Saturday, May 08, 2010

Mother, may I?

ON May 10, I wonder how many of us will honor our mother.

I’m not confusing dates. I know that Sunday, May 9, is celebrated as Mother’s Day.

But on Monday, when we select the next women and men to lead the country, for better or worse, we may be subtly influenced in our choices by an institution since nursery days: mothers.

More than any election within recall, this one harnesses a lot of mother power to push candidates for public office.

Former President Corazon Aquino is hailed by many as the “Mother of Philippine Democracy.” Even those unable to swallow this moniker will agree that the devout Catholic and wife of the assassinated Ninoy Aquino left Malacañang Palace unblemished by any taint of corruption, a distinction few past and present occupants can lay claim to.

Cory’s son, Noynoy, is the standard bearer of the Liberal Party (LP). He has enjoyed being at the lead of election surveys, seemingly unfazed by accusations that he is only basking in the reflected affection Filipinos reserve for his parents, twin democracy icons.

Perhaps only speculations about his psychological incapacity have clung persistently to Noynoy throughout a hotly contested race. But even this has not reduced to a travesty the LP’s campaign slogan, “Kung walang corrupt, walang mahirap (translated as: there will be no poverty if there is no corruption).”

Playing to the gallery but seemingly drawing a different reaction is Curita Villar. The 86-year-old mother made her first public appearance on TV to defend her son, Nacionalista Party standard bearer Manny Villar, the only billionaire running for the presidency and the only candidate hounded by charges of corruption and ill-gotten wealth.

Villar, who said he was born in Tondo and had to drop out from first grade to help his mother hawk seafood, also anchors his platform on the eradication of poverty and corruption through “Sipag at Tiyaga (hard work and perseverance).”

Yet, the most visible presidential candidate (courtesy of a well-funded campaign in mass media and the Internet) has been smeared by many controversies. He has tried to elude allegations of breach of ethics as a law-maker and businessman, particularly in the C5 scam.

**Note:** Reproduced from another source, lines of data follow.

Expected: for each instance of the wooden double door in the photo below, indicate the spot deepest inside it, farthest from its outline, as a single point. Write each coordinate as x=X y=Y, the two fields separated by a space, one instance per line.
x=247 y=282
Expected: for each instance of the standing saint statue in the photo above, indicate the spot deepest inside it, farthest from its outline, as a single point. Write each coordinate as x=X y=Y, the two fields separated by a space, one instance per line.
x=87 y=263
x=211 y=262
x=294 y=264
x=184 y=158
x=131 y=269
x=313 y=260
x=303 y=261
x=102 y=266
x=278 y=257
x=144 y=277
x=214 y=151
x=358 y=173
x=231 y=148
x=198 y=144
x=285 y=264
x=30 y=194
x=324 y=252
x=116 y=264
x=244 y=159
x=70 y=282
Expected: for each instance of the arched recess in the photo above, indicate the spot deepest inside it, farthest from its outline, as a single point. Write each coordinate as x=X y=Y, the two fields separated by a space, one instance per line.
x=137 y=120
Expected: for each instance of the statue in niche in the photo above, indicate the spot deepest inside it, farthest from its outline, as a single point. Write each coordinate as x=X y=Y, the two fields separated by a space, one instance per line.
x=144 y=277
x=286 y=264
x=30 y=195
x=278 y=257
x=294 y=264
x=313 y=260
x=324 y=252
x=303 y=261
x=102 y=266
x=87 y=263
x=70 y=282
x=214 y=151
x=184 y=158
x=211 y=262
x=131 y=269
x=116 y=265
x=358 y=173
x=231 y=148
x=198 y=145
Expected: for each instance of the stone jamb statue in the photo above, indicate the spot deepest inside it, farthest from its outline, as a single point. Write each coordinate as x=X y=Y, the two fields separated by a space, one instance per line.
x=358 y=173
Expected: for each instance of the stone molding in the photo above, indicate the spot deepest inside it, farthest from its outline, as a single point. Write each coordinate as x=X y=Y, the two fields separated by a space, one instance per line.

The testimonial of Villar’s mother, Curita, may have done more harm than good to clear Villar from the mudslinging. Wheelchair-bound and squinting, “Nanay Curing” cried and petitioned the Virgin Mary to “bear witness” that her son “was not lying” about their early poverty and his desire to ease the nation’s poverty during a press conference held in late April.

Excerpts of the press conference with Nanay Curing were shown later as a TV ad.

Yet replays of a piteous Nanay Curing may have affected viewers in ways unanticipated by ad sponsors. For Filipinos, more odious than neglecting one’s parents is exploiting them.

To this accusation, one of Villar’s sisters reportedly retorted, “Who used their mother first?”

Indeed, in a political campaign, when is it acceptable to cite one’s roots? When is a candidate “passing the torch” and continuing an honorable tradition? And when is it “milking your mother for mileage” or something even less polite?

Another presidentiable, Sen. Richard Gordon, disparaged the use of mothers as a campaign strategy. He claimed that his own mother, who sold native cakes on the streets, was even poorer than Villar’s mother.

By deciding not to inject his mother’s struggles in his campaign, Gordon said he acts on this belief: “I stand on my own strengths.”

As a child, I often played with friends a game called “Mother, may I?” Players competed to be the first to advance across the room by asking a leader for permission to step forward. “Mother, may I take three giant steps forward?” one may call out.

The decision for the “mother” to allow her “children” to advance by giant steps or baby steps or not at all was entirely arbitrary. The player to advance the fastest won and acquired the right to be called “mother.” Steeped in the lovely illogic of childhood, my friends and I loved this game.

On May 10, may God spare this country from everything but a clear-eyed love for the Motherland.